On Jan. 5, a petition appeared on the White House website calling on the government of Turkey to open its border with Armenia for refugees from Syria.
"The road from Syria to Armenia goes through Turkey, which closed its border with Armenia in 1993. It creates a big problem for Armenian refugees," the petition reads. "Thus, we are kindly asking to call Turkey to open the land border with Armenia (at least, for refugees) without any preconditions. There shouldn't be closed borders in the 21st century."
The petition is one of many posted on the White House website on a wide range of issues. "The right to petition the government is guaranteed by the First Amendment of the United States Constitution," the White House explains. "If a petition gets enough support, White House staff will review it, ensure it's sent to the appropriate policy experts and issue an official response."
This petition requires 100,000 signatures by Feb. 4 to be worthy of a White House review, and had only received 708 by the time this article was written.

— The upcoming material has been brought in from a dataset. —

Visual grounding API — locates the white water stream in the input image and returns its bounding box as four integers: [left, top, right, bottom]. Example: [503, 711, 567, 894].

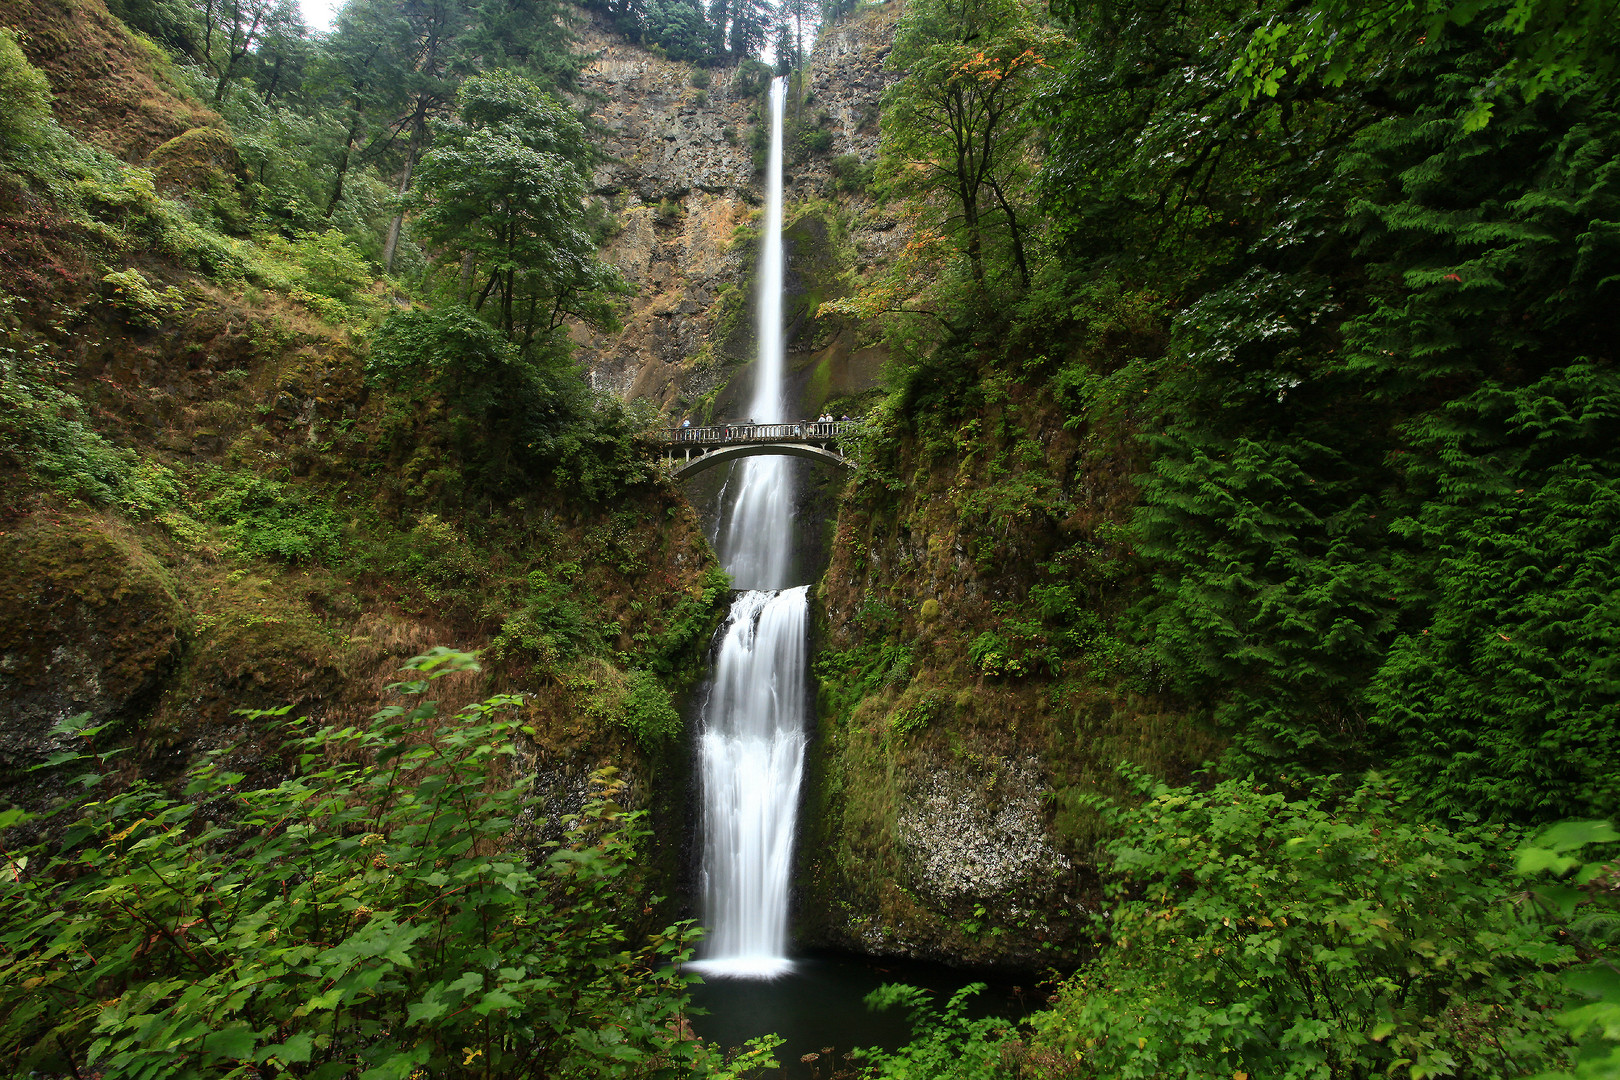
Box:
[688, 77, 807, 979]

Although the petition is not a declaration of US policy, and unlikely to get enough signatures to even motivate a review by the White House, the Turkish Foreign Ministry nonetheless felt the need to respond.
The ministry's statement categorically rejected any implied accusation by this petition that the closed status of the Turkey-Armenian border jeopardizes the lives of Armenian-Syrians in war-torn Syria, where the United Nations estimates more than 60,000 lives have already been lost.
"It's worth stressing that Turkey is providing shelter to more than 150,000 Syrians without any discrimination based on their religion, language, race or ethnic origin, and that a large number of Armenians fleeing Syria have already reached Armenia in a variety of ways — including passage from Turkey," the statement read.